The ASF licenses this file to You under the Apache License, Version 2.0
(the "License"); you may not use this file except in compliance with
the License. You may obtain a copy of the License at
http://www.apache.org/licenses/LICENSE-2.0
Unless required by applicable law or agreed to in writing, software
distributed under the License is distributed on an "AS IS" BASIS,
WITHOUT WARRANTIES OR CONDITIONS OF ANY KIND, either express or implied.

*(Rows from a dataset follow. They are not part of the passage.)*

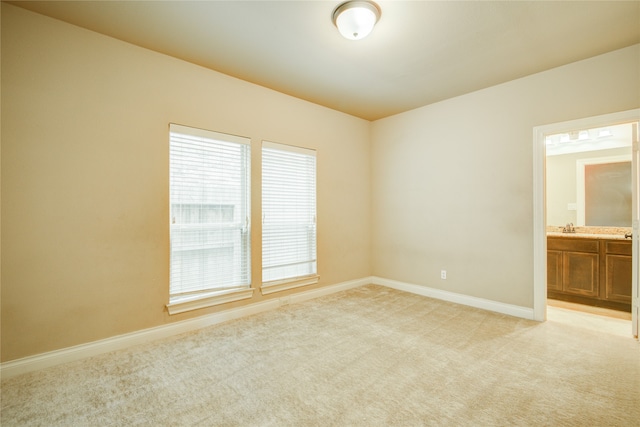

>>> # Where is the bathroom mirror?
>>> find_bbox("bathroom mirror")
[546,124,632,227]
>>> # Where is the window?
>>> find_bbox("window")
[262,141,318,294]
[167,124,252,314]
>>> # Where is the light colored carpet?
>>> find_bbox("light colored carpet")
[1,285,640,426]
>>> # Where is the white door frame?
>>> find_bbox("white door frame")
[533,109,640,328]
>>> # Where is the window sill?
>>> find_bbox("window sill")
[167,288,253,315]
[260,275,320,295]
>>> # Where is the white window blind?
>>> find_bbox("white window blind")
[170,124,251,301]
[262,141,317,283]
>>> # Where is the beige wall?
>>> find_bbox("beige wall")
[1,4,640,361]
[2,4,371,361]
[371,45,640,308]
[545,147,631,226]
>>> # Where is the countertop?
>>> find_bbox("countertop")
[547,226,631,241]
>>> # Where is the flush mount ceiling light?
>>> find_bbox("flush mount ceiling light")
[333,1,381,40]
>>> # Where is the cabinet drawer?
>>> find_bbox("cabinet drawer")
[547,237,598,253]
[605,240,631,256]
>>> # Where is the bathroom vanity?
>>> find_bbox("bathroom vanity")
[547,231,632,312]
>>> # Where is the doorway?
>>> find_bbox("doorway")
[533,110,640,336]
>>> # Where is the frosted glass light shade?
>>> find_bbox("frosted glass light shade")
[333,1,380,40]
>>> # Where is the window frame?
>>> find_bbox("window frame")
[166,123,254,314]
[260,140,320,295]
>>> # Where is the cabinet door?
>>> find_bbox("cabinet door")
[605,255,632,304]
[562,252,600,297]
[547,251,562,291]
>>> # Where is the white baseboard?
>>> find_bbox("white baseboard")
[371,276,534,320]
[0,277,371,379]
[0,276,534,379]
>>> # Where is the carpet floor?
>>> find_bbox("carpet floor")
[0,285,640,426]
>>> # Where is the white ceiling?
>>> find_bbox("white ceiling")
[9,0,640,120]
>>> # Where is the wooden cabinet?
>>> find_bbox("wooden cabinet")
[547,237,632,311]
[604,241,632,304]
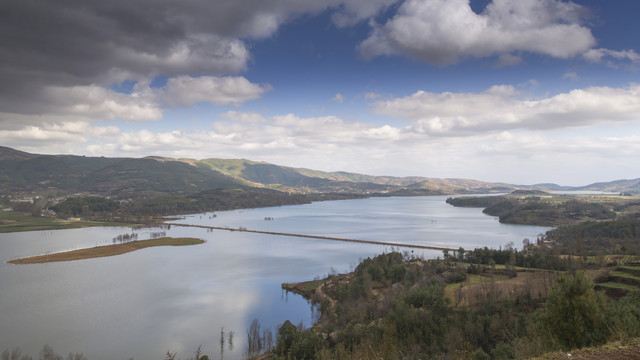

See the License for the specific language governing permissions and
limitations under the License.
-->
<configuration>
<property>
<name>javax.jdo.option.ConnectionURL</name>
<value>jdbc:mysql://bigdata02:3306/hive?createDatabaseIfNotExist=true</value>
<description>JDBC connect string for a JDBC metastore</description>
</property>
<property>
<name>javax.jdo.option.ConnectionDriverName</name>
<value>com.mysql.jdbc.Driver</value>
<description>Driver class name for a JDBC metastore</description>
</property>
<property>
<name>javax.jdo.option.ConnectionUserName</name>
<value>root</value>
<description>username to use against metastore database</description>
</property>
<property>
<name>javax.jdo.option.ConnectionPassword</name>
<value>123456</value>
<description>password to use against metastore database</description>
</property>
</configuration>
javax.jdo.option.ConnectionURL // 数据库URL
javax.jdo.option.ConnectionDriverName // JDBC 驱动名称
javax.jdo.option.ConnectionUserName // 数据库用户名
javax.jdo.option.ConnectionPassword // 数据库密码
- Create tmp directory
Create a tmp directory in the $HIVE_HOME directory:
- create directory on hdfs
Use the following HDFS command to create the corresponding directory:
# hive的默认临时文件目录
hdfs dfs -mkdir /tmp
# hive的warehouse默认目录
hdfs dfs -mkdir -p /user/hive/warehouse
# 为tmp目录授权
hadoop fs -chmod g+w /tmp
# 为目录授权
hadoop fs -chmod g+w /user/hive/warehouse
- Upload the mysql driver package
We have configured the metabase of hive to be mysql, hive to connect to mysql, and needs the jdbc driver package of mysql, so we need to upload the driver package to the $HIVE_HOME/lib
directory
jdbc driver package download path
3.5 Initializing the Hive Metabase
Use the schematool command in the bin directory of the hive installation directory to initialize the metabase:
schematool -dbType mysql -initSchema
If you see the following prompt, the initialization is complete:
3.6 Check whether hive is successfully installed
Enter hive directly on the command line:
Note: hdfs and yarn must be in the startup state at this time.